As far as traits go, this list by Author/Comedian/Singer/Songwriter/Musician/Aspie Rudy Simone, is pretty extensive, covering a lot of the bases. I've already read two of her books and am in love with her down to earth honesty about who she is. Sam from Everyday Asperger's also has this list of traits as well as a non-official checklist that was not only fun to read, but also like looking in a mirror. Tony Attwood was also a good reference, and I've started reading his book as well.

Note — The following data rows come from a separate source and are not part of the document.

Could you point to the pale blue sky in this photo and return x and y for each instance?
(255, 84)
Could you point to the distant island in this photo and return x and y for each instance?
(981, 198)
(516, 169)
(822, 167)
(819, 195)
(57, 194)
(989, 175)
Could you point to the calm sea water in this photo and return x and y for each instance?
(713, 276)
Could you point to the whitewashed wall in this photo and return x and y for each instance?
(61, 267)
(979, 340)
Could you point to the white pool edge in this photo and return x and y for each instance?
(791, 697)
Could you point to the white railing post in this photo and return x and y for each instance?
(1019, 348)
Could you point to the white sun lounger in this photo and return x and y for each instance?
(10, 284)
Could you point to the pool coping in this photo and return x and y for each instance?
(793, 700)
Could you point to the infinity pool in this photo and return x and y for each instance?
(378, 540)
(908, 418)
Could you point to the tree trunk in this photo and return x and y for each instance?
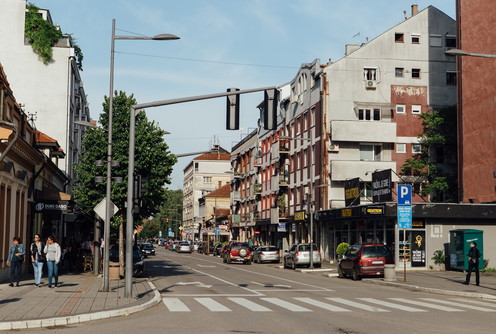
(121, 246)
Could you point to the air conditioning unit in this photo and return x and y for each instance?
(370, 84)
(334, 148)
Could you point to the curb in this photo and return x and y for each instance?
(433, 290)
(75, 319)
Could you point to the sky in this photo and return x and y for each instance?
(223, 43)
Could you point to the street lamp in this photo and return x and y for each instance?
(108, 192)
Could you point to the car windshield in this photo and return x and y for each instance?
(376, 251)
(306, 248)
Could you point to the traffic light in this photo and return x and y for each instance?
(232, 108)
(271, 100)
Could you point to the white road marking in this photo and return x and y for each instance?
(358, 305)
(325, 306)
(250, 305)
(212, 305)
(428, 305)
(460, 305)
(392, 305)
(175, 305)
(286, 305)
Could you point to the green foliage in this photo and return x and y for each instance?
(342, 247)
(41, 34)
(439, 257)
(439, 130)
(152, 159)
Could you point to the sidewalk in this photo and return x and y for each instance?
(77, 299)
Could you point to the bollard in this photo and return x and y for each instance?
(389, 272)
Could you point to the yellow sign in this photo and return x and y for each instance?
(299, 216)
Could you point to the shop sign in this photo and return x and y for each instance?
(418, 248)
(50, 206)
(381, 186)
(300, 215)
(352, 192)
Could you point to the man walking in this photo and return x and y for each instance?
(473, 263)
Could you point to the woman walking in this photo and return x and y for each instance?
(53, 252)
(38, 258)
(15, 260)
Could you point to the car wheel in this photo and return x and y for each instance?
(341, 273)
(354, 275)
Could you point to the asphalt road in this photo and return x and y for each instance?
(203, 295)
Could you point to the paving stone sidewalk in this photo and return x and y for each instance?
(75, 295)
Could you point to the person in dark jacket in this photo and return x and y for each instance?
(473, 263)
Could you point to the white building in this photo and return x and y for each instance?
(202, 175)
(54, 91)
(375, 94)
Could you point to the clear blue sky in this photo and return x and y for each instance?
(224, 43)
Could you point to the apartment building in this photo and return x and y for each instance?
(476, 102)
(202, 175)
(34, 81)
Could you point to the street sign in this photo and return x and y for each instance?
(100, 208)
(404, 194)
(404, 216)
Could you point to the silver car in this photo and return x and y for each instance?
(266, 254)
(299, 255)
(183, 247)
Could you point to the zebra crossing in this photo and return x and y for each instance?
(331, 304)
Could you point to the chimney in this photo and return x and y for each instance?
(414, 10)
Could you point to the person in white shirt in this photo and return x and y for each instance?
(53, 253)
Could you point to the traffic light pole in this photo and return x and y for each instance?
(128, 291)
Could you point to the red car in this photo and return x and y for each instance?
(237, 252)
(364, 260)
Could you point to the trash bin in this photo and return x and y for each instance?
(390, 272)
(459, 246)
(114, 270)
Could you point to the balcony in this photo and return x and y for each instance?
(346, 169)
(362, 131)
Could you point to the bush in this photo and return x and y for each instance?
(342, 247)
(439, 257)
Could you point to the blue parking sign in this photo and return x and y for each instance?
(404, 194)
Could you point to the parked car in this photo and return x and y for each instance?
(299, 254)
(183, 247)
(138, 259)
(364, 260)
(266, 254)
(147, 249)
(237, 252)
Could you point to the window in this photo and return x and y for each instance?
(398, 72)
(369, 114)
(370, 73)
(450, 78)
(416, 109)
(370, 152)
(400, 108)
(436, 41)
(416, 73)
(450, 42)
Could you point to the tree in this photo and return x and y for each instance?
(438, 139)
(153, 161)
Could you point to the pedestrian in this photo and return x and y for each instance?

Am I obsessed? Yeah. A little. But not for the wrong reasons. At least I don't think so. I'm aware of the dangers of "self-diagnosing" although, ironically it's usually what I have to do. I don't take my concerns to the doctor. I normally take my conclusion. If I take my concerns they will miss it every time. This could be partly my fault because, like I said, I go blank, and giving them the proper information right then and there is nearly impossible for me. (especially if it is physical symptoms and I don't happen to be having them right at that moment) Now if I take them my conclusion, 9 times out 10 I get..."yeah, yeah, you know, you're probably right." I know. You're Welcome. In this case, I admit. I don't know. I have a strong feeling, and for now I'm going with that and just gathering as much information as I possibly can for as as long as I enjoy gathering this information. (I'm doing other things too, by the way)

Next up, a more personal list of traits...or me over sharing, as usual. Whichever.

Hope, who seriously needs to get a better chair and ass cushion.


  1. Interesting post, I wonder myself about my own traits in relation to something other than anxiety and depression. I have 'specific learning difficulties', and I think sometimes certain ways I behave might be down to this and not my mental (ill) health. But I also wonder how much these things overlap??

  2. Hi! Thanks for visiting. I do think they overlap. That sometimes you can't have one without the other. That sometimes one will cause the other. I also think that there are definitely different "types" of people, as well. I have yet to meet someone who suffers from anxiety and depression that wasn't a deep thinker and creative in some way. I don't think that's an accident. Whether it's genetic, or a differently wired brain...who knows. I do think it's important to know yourself though. The good, the bad, and the ugly, and then accept yourself. I think (hope) that is the road I'm on with this. :) Thanks again for reading!